Perante esta desilusão, Maria O’Neill concluia que “não há nenhum programa de partido político, em Portugal, que reconheça plenamente os seus direitos senão o do partido socialista, e nenhum onde as ideias sejam mais justas, amplas e humanitárias”, o que a leva a afirmar que “o futuro da mulher está, pois, no socialismo” [ibidem, 29.04.1919, p.3].

Além deste âmbito partidário, a ligação de Maria O’Neill ao movimento operário passou por conferências em diversos sindicatos e também em associações como A Voz do Operário – na qual  terá sido, em 1926, a primeira mulher eleita para os corpos sociais, como membro da comissão de instrução, educação e arte.

Assumiu também algumas responsabilidades no âmbito do Ministério do Trabalho. Foi  vogal (e única mulher) de uma comissão de promoção do mutualismo. E foi presidente da «Bolsa de Trabalho Feminino de Lisboa»: uma experiência de centro de emprego especificamente para mulheres.

N’O Setubalense

Entre 1921 e 1930, além de alguns poemas, O Setubalense publicou um artigo de Maria O’Neill em destaque na primeira página.

Aludia a uma proposta de lei sobre trabalho feminino, apresentada seis meses antes pelo governo. Mostrava-se descrente e desiludida. Alegava que já vários projectos haviam aparecido para ficar na gaveta. E mesmo os que chegavam a ser lei “não passam, a maior parte das vezes, de letra morta” [O Setubalense, 14/06/1921, p.1].

A 1.ª República portuguesa não era um caso isolado.
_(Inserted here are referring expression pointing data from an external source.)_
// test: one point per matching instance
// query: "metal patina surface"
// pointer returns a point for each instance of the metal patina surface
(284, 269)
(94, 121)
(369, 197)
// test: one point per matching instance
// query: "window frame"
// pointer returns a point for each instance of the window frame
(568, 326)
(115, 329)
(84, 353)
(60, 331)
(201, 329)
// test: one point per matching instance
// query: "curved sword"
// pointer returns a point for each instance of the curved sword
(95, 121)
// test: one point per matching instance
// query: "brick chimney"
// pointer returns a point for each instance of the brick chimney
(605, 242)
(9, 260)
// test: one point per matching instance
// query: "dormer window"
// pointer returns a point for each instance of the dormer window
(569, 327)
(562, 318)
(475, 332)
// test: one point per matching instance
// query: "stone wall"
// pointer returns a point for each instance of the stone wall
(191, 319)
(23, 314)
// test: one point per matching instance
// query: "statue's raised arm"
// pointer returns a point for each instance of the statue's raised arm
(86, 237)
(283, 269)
A historiadora espanhola Gloria Nielfa assinala o “alto grau de incumprimento que se registou em diferentes países” à época, em matéria de legislação sobre trabalho feminino.

“Se nuns casos esse incumprimento se devia ao desejo de burlar a lei por parte dos patrões”, noutras situações a falha estava na “própria desconformidade” de leis em cuja elaboração as mulheres “não tinham tido nenhum tipo de participação e que muitas vezes não respeitavam os seus interesses” [Nielfa (2006), “La regulación del trabajo femenino”, p.346].

Perante esta realidade, o que Maria O’Neill expressou no O Setubalense foi um apelo no sentido das próprias mulheres se associarem e agirem em defesa dos seus direitos.